The Footsie finished down nearly six points at 7,603

Bear and bull
The Footsie remained on a tight leash all day
  • FTSE 100 closes slightly lower

  • Coca Cola top laggard

  • US closed for July 4 celebration; jobs tomorrow

FTSE 100 closed slightly lower as markets were uninspired and traders sat on their hands ahead of the closely followed US jobs number tomorrow (Friday).

Wall Street has its doors closed today as the US celebrates its Independence Day.

The Footsie finished down nearly six points at 7,603.

Mid-cap cousin FTSE 250 was bucking the trend though, and the exchange added nearly seven points at 19,797.

In Europe, the German DAX added around 13 and the CAC 40 gained nearly two points.

Top laggard on London's Footsie was Coca Cola HBC AG (LON: CCH), which dropped almost 7% to stand at 2,864.29p.

The ex-dividend status of some FTSE 100 constituents wiped around 5 points off the index.

The gold price came off recent highs with the cost of a barrel of Brent at US$63.29.

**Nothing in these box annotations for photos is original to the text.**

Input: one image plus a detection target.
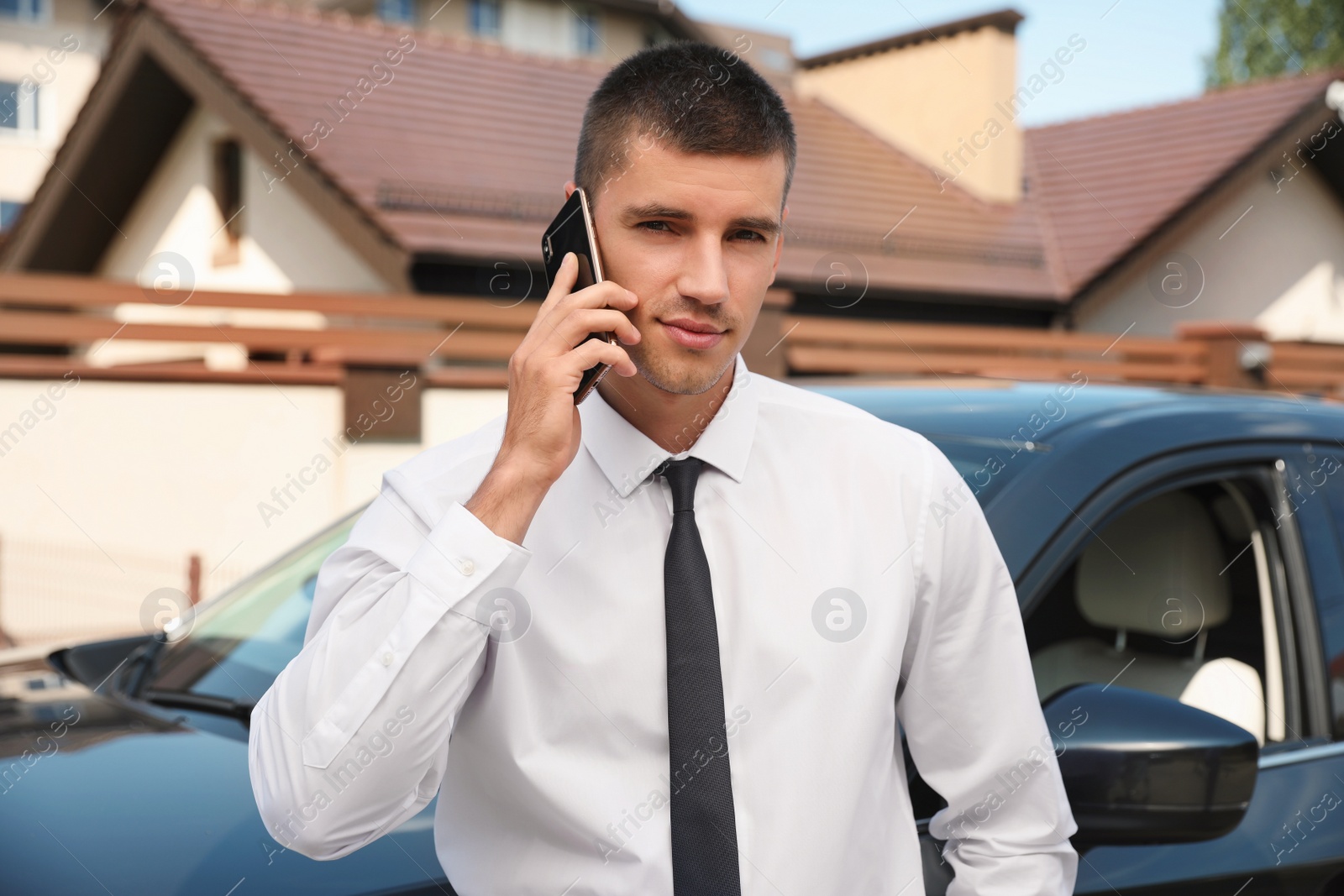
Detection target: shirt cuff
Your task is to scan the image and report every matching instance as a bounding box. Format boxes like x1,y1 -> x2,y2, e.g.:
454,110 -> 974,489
301,501 -> 533,768
406,501 -> 533,619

"Trading volumes and market volatility are low as many traders on this side of the Atlantic are sitting on their hands," noted David Madden, at CMC Markets. "Today’s movements are not a good reflection of wider the market sentiment, but keep in mind that the FTSE 100 and the DAX reached 10-month highs yesterday. Dealers are likely to be coaxed off the fence tomorrow when the US will release the latest non-farm payrolls report."

The New York Stock Exchange is closed today as the US celebrates Independence Day.

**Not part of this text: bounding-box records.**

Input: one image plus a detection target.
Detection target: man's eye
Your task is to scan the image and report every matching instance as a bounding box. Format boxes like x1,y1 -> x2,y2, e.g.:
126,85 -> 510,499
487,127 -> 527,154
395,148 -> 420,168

3.45pm: A day for the narcoleptics

The FTSE 100 has fallen into the red but it's a very pale shade of red, in keeping with the day's (lack of) activity.

London's index of heavyweight shares was down 2 points (0.0%) at 7,607 on a day when the ex-dividend status of a handful of FTSE 100 constituents wiped around 5 points off the value of the index.

Mining and commodities group Glencore PLC (LON:GLEN) was off the pace, sliding 1.6% to 272.5p despite Barclays raising its target price to 360p from 340p.

Among the small caps, drugs developer Faron Pharmaceuticals Oy (LON:FARN) shot up 30% to 124.5p as Timo Syrjälä increased his take to 13.11% from 12.14%.

2.45pm: The Footsie remains in the doldrums

The FTSE 100 remains tethered to last night's closing level but there has been a bit more life shown by the mid-cap FTSE 250.

The FTSE 100 ended the lunchtime session at around 7,610, up a point, while the FTSE 250 was up 17 points at 19,807.

Energean Oil & Gas PLC (LON:ENOG) led the FTSE 250 higher with a 12% jump to 942p after splashing the cash on a suite of gas assets in the Mediterranean, North Sea and Europe.

READ Energean Oil & Gas snaps up Mediterranean gas portfolio from Edison for US$750mln

3i Infrastructure PLC (LON:3IN) edged up 0.5% to 302p after the investor in infrastructure assets issued a quarterly update covering the April-June period.

Total portfolio income and non-income cash was £28.2mln million in the period, up from £22.2mln in the same period of last year.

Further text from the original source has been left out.